Being busier is a reason too, but not a good one. I’m still getting used to being busier than I have in both my work and personal lives in the last ten years. That’s a good thing for me. Being involved is good. But it also means that I have less time to hit the gym, or the road.

But ultimately, it comes down to the most important factor. When you’re involved in a relationship with someone, and you commit your lives to each other, you’re saying (among other things) that when you really need me, I’m going to be there for you. I got out and rode my bike for over an hour on Saturday morning, then came home to help The Great Spousal Unit clear away debris from two large tree limbs that had fallen in our yard. It smashed a lattice wall we had constructed some years ago, and took out a bench we had sitting there too. The cleanup required us to do about five hours of work in the hot sun before making a trip to the county dump to get rid of the lattice, the bench, and a couple of other things that needed to go.

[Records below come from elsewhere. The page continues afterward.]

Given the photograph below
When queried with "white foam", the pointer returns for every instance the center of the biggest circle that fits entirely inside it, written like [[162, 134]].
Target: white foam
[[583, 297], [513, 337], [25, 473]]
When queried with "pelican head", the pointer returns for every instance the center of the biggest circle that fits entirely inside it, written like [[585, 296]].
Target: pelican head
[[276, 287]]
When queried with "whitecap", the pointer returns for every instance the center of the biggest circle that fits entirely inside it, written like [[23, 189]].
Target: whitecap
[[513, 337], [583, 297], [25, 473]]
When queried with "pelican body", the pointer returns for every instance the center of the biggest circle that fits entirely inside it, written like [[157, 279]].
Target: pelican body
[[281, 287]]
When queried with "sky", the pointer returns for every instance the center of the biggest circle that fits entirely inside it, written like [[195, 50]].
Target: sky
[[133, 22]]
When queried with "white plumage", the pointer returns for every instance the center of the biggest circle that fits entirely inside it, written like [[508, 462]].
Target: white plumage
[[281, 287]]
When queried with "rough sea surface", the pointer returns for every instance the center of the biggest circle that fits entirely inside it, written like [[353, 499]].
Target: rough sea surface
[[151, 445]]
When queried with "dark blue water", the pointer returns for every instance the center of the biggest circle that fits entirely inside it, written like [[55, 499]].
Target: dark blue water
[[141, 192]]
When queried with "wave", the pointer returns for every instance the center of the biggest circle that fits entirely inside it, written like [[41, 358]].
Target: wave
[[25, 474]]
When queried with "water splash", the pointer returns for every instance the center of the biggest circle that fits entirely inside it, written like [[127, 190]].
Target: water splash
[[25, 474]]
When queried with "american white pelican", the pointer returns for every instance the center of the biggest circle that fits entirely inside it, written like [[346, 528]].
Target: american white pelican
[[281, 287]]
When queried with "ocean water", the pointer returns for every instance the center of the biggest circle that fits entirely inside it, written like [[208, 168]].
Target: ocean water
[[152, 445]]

If I had finished my ride and then run for about an hour, like I had planned, it would have meant that Maureen would have been left clearing away that debris all by herself. Because by the end of that ride and run, I would have been useless for the rest of the day. And the thing is, I’ve been doing that kind of thing to her a lot this Spring. Traveling to conferences and leaving her at home. Letting her do the yard work while I went to the gym. Granted, you’re going to do some of that when you’re busy, and when you’re training for an event that requires more than just a little stretch beforehand. But I knew that it was getting to be too much for her. I also heard her the hundred times when she suggested that I should call off the triathlon this year. Partly that was out of worry for my welfare, I think; and partly that was out of concern that she wasn’t getting enough help (let alone enough attention).

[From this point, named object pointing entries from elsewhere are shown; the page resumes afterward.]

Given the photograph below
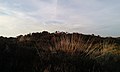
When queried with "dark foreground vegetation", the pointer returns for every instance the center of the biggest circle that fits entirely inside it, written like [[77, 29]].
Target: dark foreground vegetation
[[59, 52]]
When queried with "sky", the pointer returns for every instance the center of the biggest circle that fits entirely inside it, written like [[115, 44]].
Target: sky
[[99, 17]]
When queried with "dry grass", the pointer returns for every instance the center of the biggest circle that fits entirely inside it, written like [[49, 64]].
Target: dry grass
[[74, 44]]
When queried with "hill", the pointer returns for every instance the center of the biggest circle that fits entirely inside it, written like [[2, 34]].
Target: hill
[[59, 52]]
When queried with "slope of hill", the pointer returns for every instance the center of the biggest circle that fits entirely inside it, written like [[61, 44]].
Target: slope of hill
[[59, 52]]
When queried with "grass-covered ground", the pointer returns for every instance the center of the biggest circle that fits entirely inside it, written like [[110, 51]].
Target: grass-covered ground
[[59, 52]]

So while there are probably about a dozen reasons for me to call off this event, my spouse of almost twenty years is the one that tipped the scale. If I feel better in a couple of weeks (I gave blood again on Friday morning and Saturday’s work was especially tiring), I may make a last minute decision to participate. But right now, I’ve got to come to grips with being mad as hell at myself today, then get back to my reality tomorrow. Sometimes you do things you don’t want to because it’s right for someone important, and often that someone important isn’t even you.